Lost and found: a robot story

Photo by Onur Binay on Unsplash

My robot vacuum got lost.

It was my fault. When we rearranged some of the furniture in the bedrooms, I moved the dock for the Roborock 5S that has been methodically winding his way through our home for the past five years. I figured if I moved the vacuum and the dock to a new spot, he would know where he was.

As soon as I started a room cleaning cycle, I knew there was a problem. Carson (the name we assigned to the robot vacuum) pulled out of the dock and began spinning in circles. I picked him up and took him out to the living room to get his bearings. He wandered here and there and finally headed back to the dock.

I let him decompress for a few weeks, but decided it was time to get back to work. I deleted the maps from the phone app and started him up. He went into “clean and map out the whole house mode” and finished up two hours later. I checked my phone and he vacuumed every room and found his way home again. Perfect!

Some folks are worried that robots will take over the world. They will develop the ability to replicate themselves. When they determine that humans are no longer essential, the robots will eliminate people from the planet.

I do not think I have much to worry about anytime soon. My personal robot gets lost in the only home he’s ever known!

Posted in Life, toys

They once were lost, but now are found

“Did you look in the back bedroom closet? What about up in the attic?”

“I looked everywhere I can think of. Are you sure we didn’t give them away?”

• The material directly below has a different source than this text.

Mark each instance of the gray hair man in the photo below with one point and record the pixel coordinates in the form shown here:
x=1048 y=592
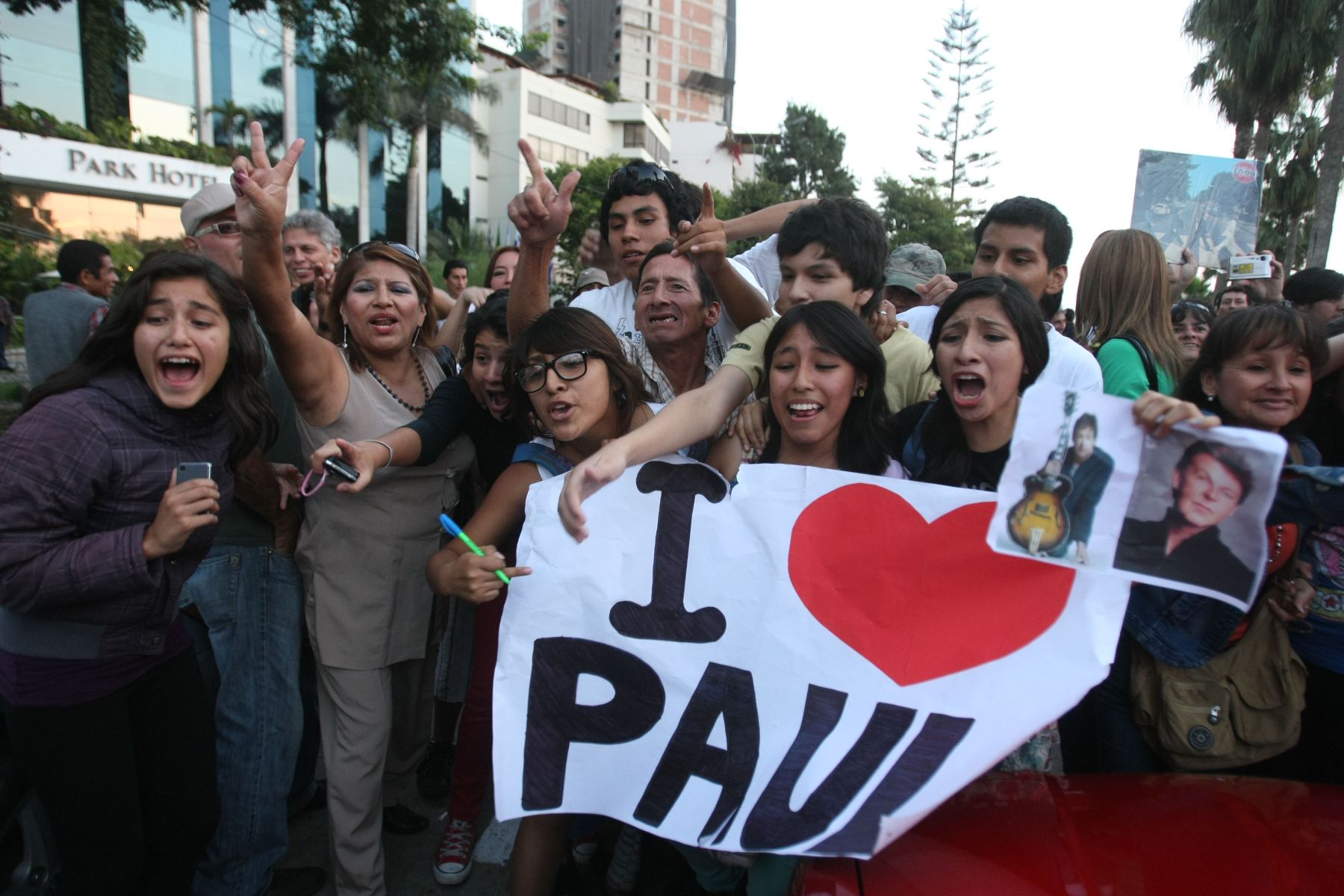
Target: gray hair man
x=312 y=250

We were cleaning and sorting the grandkids’ toys on the back porch. Somehow, a little bit of everything ends up everywhere. A plastic hotdog is in with the dinosaurs. A plastic dinosaur is in the Candyland box. Pokemon characters are tucked into every nook and cranny. Parts of the play ice cream cones are out and around.

When we got it all arranged – Legos, puzzles, games, dinosaurs, play food, Pokemon and Minecraft figures, cars, dolls, hundreds of Minnie’s Bow-tique pieces, and Magnatiles, I wondered, “Where are the Tinkertoys?”

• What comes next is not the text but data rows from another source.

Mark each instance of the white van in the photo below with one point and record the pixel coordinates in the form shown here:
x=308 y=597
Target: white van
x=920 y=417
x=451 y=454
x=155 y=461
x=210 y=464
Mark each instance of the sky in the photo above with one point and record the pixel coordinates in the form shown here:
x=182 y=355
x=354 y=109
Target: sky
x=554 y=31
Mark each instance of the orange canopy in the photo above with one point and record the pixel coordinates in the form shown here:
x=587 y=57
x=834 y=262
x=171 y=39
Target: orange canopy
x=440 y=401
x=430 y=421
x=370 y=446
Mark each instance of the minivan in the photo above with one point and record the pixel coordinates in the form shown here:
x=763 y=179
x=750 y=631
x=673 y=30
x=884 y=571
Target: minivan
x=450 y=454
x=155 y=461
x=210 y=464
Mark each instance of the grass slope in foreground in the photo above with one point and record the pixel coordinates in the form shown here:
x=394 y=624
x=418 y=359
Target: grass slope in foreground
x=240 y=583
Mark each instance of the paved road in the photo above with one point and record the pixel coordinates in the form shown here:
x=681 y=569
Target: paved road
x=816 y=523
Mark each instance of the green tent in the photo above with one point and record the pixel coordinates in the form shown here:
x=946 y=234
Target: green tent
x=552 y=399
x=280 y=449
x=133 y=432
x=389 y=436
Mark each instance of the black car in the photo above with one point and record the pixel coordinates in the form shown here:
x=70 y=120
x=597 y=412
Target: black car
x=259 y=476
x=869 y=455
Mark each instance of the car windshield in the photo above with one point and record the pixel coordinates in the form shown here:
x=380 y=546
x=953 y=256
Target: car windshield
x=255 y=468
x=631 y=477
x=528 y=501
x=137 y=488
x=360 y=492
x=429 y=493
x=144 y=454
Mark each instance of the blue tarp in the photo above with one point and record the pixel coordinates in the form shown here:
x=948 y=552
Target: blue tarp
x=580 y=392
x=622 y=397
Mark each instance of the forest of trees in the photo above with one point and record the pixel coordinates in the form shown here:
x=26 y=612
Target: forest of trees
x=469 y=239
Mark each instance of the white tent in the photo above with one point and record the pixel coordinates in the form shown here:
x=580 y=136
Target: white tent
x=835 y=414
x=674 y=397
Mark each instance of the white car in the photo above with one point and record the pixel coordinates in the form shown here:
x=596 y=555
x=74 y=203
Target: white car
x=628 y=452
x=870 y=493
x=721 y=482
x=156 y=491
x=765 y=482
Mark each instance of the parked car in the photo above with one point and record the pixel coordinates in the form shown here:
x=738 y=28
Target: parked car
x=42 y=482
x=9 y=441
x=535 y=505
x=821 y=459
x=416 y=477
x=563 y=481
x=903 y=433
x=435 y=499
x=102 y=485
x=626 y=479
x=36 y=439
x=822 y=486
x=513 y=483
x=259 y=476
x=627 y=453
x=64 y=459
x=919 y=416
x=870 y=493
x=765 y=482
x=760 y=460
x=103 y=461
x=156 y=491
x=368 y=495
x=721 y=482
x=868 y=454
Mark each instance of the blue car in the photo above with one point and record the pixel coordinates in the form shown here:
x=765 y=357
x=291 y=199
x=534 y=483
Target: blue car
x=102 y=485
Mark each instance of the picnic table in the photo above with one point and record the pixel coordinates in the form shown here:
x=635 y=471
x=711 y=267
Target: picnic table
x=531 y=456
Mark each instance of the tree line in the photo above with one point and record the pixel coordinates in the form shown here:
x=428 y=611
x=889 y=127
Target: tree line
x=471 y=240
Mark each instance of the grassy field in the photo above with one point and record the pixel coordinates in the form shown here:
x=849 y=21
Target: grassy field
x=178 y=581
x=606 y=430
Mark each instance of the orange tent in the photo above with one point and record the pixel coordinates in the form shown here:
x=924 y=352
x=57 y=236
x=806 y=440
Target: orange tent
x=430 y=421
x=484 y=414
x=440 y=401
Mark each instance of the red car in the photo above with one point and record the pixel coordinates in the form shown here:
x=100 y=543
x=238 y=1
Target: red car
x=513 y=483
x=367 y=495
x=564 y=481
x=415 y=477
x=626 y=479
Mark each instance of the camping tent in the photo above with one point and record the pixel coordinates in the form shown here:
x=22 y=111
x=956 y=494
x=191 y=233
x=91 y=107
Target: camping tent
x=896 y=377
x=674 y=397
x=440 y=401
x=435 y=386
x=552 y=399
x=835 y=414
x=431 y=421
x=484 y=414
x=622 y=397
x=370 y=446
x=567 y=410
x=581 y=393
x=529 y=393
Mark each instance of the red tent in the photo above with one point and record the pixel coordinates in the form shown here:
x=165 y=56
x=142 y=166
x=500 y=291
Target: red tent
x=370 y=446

We had purchased a used box of Tinkertoys on eBay a few years ago. While our childhood Tinkertoys were wooden, the contemporary edition is plastic. They are made of the kind of plastic that dogs love to chew on, so we try to keep them in the box and out of reach.

Tinkertoys are as much fun as ever. We’ve built long fishing poles, robots, swords and light sabres, telescopes, windmills, monsters, cars, shark cages, and rocket ships. The possibilities are endless. We don’t play with them every time the grandkids are with us, but often enough that we wouldn’t get rid of them.

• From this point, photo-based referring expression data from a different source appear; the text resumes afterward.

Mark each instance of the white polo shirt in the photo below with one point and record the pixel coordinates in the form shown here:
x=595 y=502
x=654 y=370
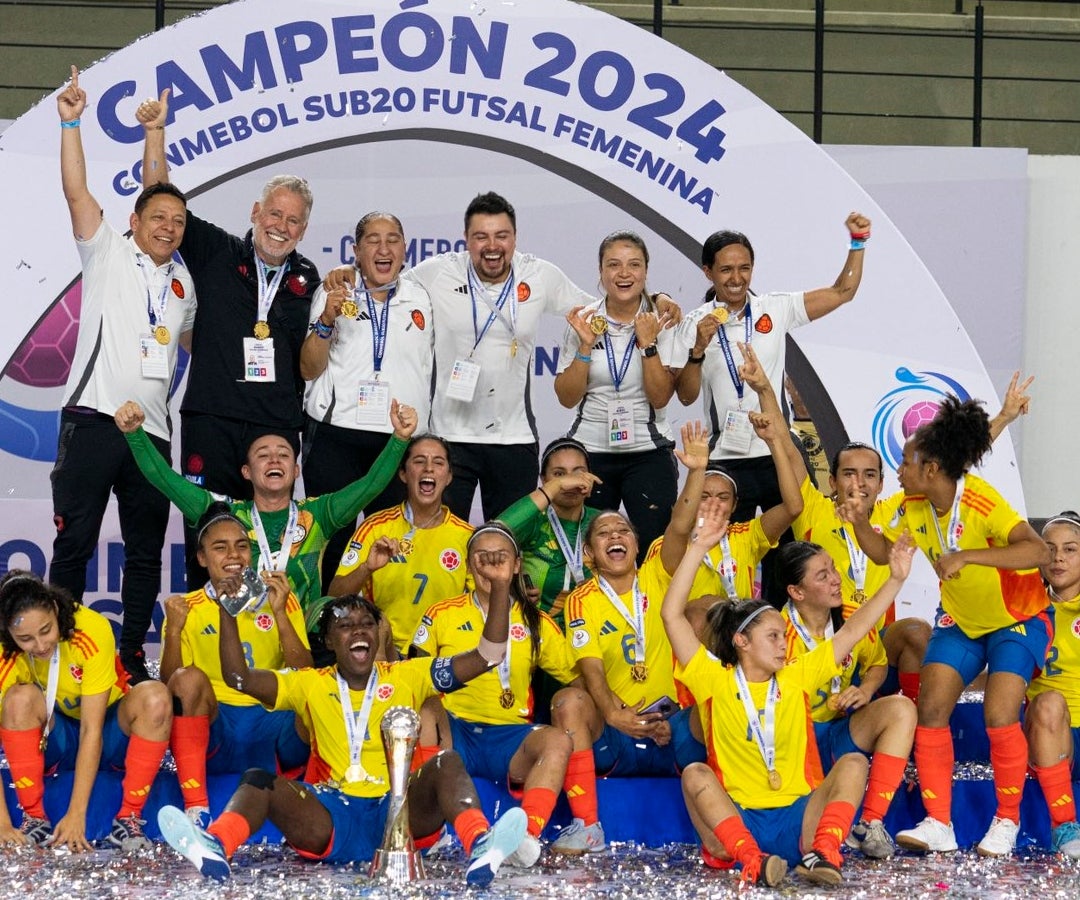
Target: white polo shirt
x=773 y=317
x=117 y=296
x=501 y=408
x=591 y=424
x=406 y=365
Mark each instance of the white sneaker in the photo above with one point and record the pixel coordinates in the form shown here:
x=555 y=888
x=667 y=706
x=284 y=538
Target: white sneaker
x=1000 y=838
x=526 y=855
x=928 y=836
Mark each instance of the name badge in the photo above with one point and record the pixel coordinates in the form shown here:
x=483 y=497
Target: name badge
x=463 y=378
x=258 y=360
x=738 y=431
x=153 y=358
x=621 y=419
x=373 y=403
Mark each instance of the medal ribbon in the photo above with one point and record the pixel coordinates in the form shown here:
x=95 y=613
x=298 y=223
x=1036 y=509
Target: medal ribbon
x=355 y=723
x=636 y=620
x=502 y=668
x=476 y=286
x=804 y=633
x=727 y=567
x=156 y=311
x=275 y=563
x=721 y=336
x=954 y=522
x=267 y=292
x=764 y=737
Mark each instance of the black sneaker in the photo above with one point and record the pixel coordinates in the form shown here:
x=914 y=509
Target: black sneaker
x=134 y=662
x=814 y=868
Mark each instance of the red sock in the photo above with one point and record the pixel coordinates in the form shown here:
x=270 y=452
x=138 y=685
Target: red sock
x=1009 y=759
x=27 y=764
x=580 y=787
x=933 y=759
x=538 y=803
x=1056 y=783
x=189 y=742
x=833 y=827
x=142 y=764
x=232 y=830
x=423 y=753
x=909 y=685
x=886 y=774
x=469 y=825
x=737 y=840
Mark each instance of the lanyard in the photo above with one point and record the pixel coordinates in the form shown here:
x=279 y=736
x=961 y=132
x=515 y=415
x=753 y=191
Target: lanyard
x=721 y=336
x=267 y=292
x=804 y=632
x=574 y=558
x=764 y=737
x=355 y=725
x=955 y=526
x=727 y=567
x=275 y=563
x=156 y=311
x=476 y=286
x=636 y=620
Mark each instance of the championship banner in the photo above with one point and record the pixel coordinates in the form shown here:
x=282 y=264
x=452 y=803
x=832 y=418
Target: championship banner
x=585 y=123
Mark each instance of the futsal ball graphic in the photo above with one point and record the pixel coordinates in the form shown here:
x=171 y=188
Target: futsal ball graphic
x=918 y=415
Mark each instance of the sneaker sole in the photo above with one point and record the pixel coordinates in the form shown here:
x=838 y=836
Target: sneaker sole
x=180 y=834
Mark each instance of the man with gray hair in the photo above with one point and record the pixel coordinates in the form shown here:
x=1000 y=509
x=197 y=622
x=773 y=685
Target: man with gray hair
x=245 y=354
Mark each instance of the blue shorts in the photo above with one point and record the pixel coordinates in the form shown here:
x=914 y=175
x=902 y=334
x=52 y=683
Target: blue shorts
x=778 y=831
x=486 y=749
x=621 y=755
x=1020 y=649
x=63 y=746
x=834 y=740
x=246 y=737
x=359 y=823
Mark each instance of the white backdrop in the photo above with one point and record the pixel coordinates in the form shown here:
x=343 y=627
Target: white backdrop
x=582 y=138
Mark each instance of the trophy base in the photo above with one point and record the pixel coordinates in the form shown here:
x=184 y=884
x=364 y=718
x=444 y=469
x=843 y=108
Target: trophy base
x=397 y=865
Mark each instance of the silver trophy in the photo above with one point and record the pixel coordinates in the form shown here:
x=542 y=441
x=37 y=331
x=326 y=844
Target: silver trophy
x=397 y=859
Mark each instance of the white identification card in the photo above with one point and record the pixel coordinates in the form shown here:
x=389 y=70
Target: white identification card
x=463 y=378
x=153 y=358
x=621 y=418
x=738 y=431
x=373 y=403
x=258 y=360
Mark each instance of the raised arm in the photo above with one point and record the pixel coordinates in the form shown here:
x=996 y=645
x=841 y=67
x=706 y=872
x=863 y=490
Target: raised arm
x=84 y=210
x=825 y=299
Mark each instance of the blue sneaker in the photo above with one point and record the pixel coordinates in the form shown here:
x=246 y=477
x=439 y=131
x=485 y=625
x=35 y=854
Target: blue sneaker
x=494 y=846
x=1065 y=840
x=201 y=849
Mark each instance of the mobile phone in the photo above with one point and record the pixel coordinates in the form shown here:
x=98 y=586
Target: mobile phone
x=664 y=706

I looked everywhere. Under beds. In closets. I went through all the bins in the attic twice. In drawers. In the back of the toy cabinet.

Nothing. They had somehow disappeared.

What did we do? We bought more. We found another set on eBay and in a few days we were back in business. All was right in our toy world again.

Before we left for a birthday party yesterday, I loaded a bunch of tables and folding chairs into the back of our car. As I grabbed the last two folding chairs from the back of the back bedroom closet, something caught my eye. I went back and saw them. “There they are!” The Tinkertoys. Right where we had left them at some time in the past.

For a guy who is good at finding lost things, this was a rush. And best of all, we have even more Tinkertoys than ever! (Guess who else likes to play with Tinkertoys?)